Many government salaries have gone unpaid and Jibril said the NTC wants foreign financing to reassure police and other officials that Libya's new order will look after them, and the country.
"We have to be transparent in front of the whole world," he told a Doha press conference last night. "Now we have to concentrate on building and healing our wounds."
Mr. Abdel Jalil was quoted in Italy's Repubblica newspaper this morning saying that he expects presidential and parliamentary elections in Libya by next April. "We want a democratic government and a just constitution," he said.
Jibril was less specific, saying the next political step would be to hold a national congress to set a constitutional drafting process in motion. He said a referendum would be held on a new constitution, and that elections would soon follow, but he didn't give a time frame.
Jibril is expected to be in Paris today to meet with French President Nicolas Sarkozy, one of the earliest and most ardent backers of NATO intervention in Libya. Mr. Sarkozy is also hoping to convene a large international meeting in Paris sometime in the next two weeks to coordinate international aid.
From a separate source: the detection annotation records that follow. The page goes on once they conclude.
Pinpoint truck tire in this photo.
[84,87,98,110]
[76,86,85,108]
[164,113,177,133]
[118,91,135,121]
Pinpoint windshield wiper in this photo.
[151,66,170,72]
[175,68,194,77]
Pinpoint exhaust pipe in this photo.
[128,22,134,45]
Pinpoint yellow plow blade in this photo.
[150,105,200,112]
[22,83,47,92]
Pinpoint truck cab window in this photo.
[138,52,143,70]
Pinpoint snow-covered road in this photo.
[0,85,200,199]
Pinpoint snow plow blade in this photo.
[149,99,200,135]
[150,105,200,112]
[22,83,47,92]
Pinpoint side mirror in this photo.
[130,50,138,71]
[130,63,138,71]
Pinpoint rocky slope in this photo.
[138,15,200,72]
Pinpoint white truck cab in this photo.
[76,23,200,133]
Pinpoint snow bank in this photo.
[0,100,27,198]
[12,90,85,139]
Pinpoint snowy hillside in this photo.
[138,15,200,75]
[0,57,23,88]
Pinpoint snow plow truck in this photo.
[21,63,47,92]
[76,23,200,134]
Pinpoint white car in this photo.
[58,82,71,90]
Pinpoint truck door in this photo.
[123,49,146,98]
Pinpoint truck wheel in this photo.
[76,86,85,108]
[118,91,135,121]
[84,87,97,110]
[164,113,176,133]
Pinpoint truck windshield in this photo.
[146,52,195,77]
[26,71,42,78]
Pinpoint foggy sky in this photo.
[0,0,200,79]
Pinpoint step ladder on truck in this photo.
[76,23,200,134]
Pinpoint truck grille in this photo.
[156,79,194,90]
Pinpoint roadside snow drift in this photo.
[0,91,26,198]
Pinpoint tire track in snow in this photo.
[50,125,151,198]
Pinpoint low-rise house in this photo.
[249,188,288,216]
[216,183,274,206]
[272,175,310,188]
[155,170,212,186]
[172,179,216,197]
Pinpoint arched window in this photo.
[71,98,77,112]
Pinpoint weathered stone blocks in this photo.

In theory, the actual cost to international powers should be low. Jibril said yesterday that more than $150 billion in Libyan assets are abroad, currently frozen by the sanctions placed on Qaddafi in response to his crackdown on democracy protesters that sparked Libya's civil war. The country also has Africa's highest oil reserves, though national production has been reduced to a trickle by the war and it will probably be a year, at least, before production nears pre-war levels.